На тысячу первый я выпрямляюсь в кресле.
Потом вскакиваю и начинаю носиться по дому Кеконы, отбрасывая в сторону свои вещи, в поисках планшета Миллисент.
Она заходила на медицинские сайты в поисках информации о детских заболеваниях. Но, возможно, и для чего-то еще. Может, я что-нибудь упустил.
Если бы я собирался длительное время истязать человека, но не убивать его, я бы сначала изучил, как это делать. И начал бы я с просмотра телесных повреждений на медицинских веб-сайтах.
Как бы глупо я себя ни чувствовал, надеясь, что свидетельства подобных поисков могут сохраниться в планшете, я решаю проверить все еще раз. Потому что представляю, каким глупцом я бы себя почувствовал, если бы не стал этого делать… а доказательства все-таки оказались в планшете.

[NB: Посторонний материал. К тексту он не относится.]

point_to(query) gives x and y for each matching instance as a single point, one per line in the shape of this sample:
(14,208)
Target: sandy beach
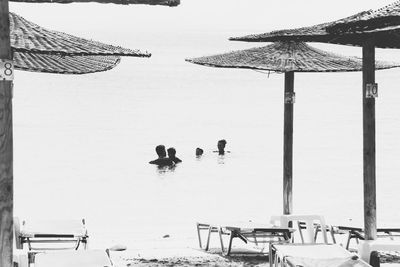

Я нахожу его в столовой Кеконы — на столе, достаточно большом, чтобы за ним разместились шестнадцать человек. И этот стол кажется мне вполне подходящим, чтобы за него сесть и изучить планшет жены в очередной раз. Я проверяю каждый сайт, ищу хоть что-нибудь о пытках и удушениях, об ожогах горячей водой и маслом, о внутреннем кровотечении и порезах на веках. И даже об ожогах окурками, что абсолютно нелепо, поскольку Миллисент отказывается даже приближаться к курящему.
И, конечно, я ничего не нахожу.
Жена читала, как долго лечится растянутое сухожилие. И искала информацию о желудочно-кишечных расстройствах — об их причинах и принимаемых в таких случаях мерах.
И больше ничего.
Ничего об истязаниях и физических увечьях, ничего полезного. Мне не стоило надеяться, что я что-то накопаю.
В сердцах я отталкиваю планшет, и он скользит по столу. Моя мгновенная реакция — проверить, не поцарапал ли он обеденный стол Кеконы. Как будто это важно!